Since entering India in 2017, Rohingya refugee Noor Mohammad and his wife have been forced to move at least a dozen times to escape unsafe conditions in the refugee camps and to avoid deportation.

Over the past seven years, shanties where they lived were destroyed twice when unexplained fires swept through Rohingya refugee camps in the northern Indian cities of Jammu and Nuh.

“Hindu leaders ordered us to vacate different areas a number of times in north India. They also threatened to retaliate with violent consequences if we disobeyed them,” Mohammad told VOA this week from an unidentified city in southern India.

“The police arrested some Rohingya on charges of illegal entry into India. To evade arrest and possible deportation with my children and wife, I kept moving from one area to another. Now, I have taken shelter in an urban slum and have gone underground,” said Mohammad, 37, who migrated to India following a military crackdown in Myanmar that forced more than 700,000 Rohingya to flee to Bangladesh.
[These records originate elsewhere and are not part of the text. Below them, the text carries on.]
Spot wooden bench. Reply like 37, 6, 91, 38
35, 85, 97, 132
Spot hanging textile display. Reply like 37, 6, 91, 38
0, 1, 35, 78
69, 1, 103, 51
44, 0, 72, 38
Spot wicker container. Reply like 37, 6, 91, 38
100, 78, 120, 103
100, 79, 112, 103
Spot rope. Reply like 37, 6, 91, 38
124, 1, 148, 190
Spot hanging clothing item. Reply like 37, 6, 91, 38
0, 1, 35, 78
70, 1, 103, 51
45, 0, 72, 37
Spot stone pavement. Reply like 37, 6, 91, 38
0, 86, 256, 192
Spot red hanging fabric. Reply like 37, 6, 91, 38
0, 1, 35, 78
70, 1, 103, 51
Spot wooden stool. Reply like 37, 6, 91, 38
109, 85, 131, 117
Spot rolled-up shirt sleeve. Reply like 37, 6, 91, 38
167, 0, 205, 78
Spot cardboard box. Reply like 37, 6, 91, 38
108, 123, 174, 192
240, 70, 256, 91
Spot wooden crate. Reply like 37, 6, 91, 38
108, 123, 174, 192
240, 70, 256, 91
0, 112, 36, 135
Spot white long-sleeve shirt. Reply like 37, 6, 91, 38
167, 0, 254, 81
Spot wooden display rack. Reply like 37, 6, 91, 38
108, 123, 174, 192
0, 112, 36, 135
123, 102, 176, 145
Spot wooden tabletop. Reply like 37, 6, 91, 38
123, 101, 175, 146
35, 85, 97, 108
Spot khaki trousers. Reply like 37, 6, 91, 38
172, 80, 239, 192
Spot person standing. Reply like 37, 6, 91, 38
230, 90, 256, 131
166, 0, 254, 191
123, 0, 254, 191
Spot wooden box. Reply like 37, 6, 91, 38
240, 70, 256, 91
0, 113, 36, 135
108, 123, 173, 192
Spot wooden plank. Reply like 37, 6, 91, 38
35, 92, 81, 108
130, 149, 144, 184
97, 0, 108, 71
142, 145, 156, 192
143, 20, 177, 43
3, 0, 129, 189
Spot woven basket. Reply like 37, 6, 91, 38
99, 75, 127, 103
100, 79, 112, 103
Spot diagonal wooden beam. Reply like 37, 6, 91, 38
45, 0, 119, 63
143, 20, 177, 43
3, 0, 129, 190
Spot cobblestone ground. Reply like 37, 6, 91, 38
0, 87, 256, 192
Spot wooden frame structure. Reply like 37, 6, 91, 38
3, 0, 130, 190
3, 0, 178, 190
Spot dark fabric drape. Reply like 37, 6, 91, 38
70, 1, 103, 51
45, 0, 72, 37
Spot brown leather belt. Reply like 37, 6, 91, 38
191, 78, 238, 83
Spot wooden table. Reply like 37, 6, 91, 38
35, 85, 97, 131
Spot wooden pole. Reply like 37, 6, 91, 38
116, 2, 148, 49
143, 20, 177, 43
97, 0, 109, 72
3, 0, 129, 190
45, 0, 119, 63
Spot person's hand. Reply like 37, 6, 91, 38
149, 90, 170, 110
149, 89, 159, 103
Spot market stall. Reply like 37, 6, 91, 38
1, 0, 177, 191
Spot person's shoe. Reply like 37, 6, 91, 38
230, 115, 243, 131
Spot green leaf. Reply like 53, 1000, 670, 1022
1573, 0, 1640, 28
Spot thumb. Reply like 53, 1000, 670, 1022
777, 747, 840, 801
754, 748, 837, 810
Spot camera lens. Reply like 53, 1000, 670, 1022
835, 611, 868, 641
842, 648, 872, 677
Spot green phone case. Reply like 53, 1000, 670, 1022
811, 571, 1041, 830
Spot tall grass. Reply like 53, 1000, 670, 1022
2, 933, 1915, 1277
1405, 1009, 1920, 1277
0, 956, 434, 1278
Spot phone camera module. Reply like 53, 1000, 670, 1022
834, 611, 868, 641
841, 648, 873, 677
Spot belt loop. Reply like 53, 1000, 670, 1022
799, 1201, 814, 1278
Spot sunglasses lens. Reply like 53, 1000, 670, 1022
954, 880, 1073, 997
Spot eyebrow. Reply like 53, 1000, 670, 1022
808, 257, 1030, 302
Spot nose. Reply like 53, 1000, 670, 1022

For more than 50 years, minority Rohingya Muslims have fled to neighboring countries, including Bangladesh and India, to escape persecution and discrimination in Buddhist-majority Myanmar. But in recent years in India, the Rohingya refugees have been detained by police for illegal entry and threatened with deportation.

Last week, the United Nations Committee on the Elimination of Racial Discrimination called on India to end the arbitrary detention and forcible deportation of Rohingya refugees to Myanmar, where they would “risk being subjected to serious human rights violations and abuses.”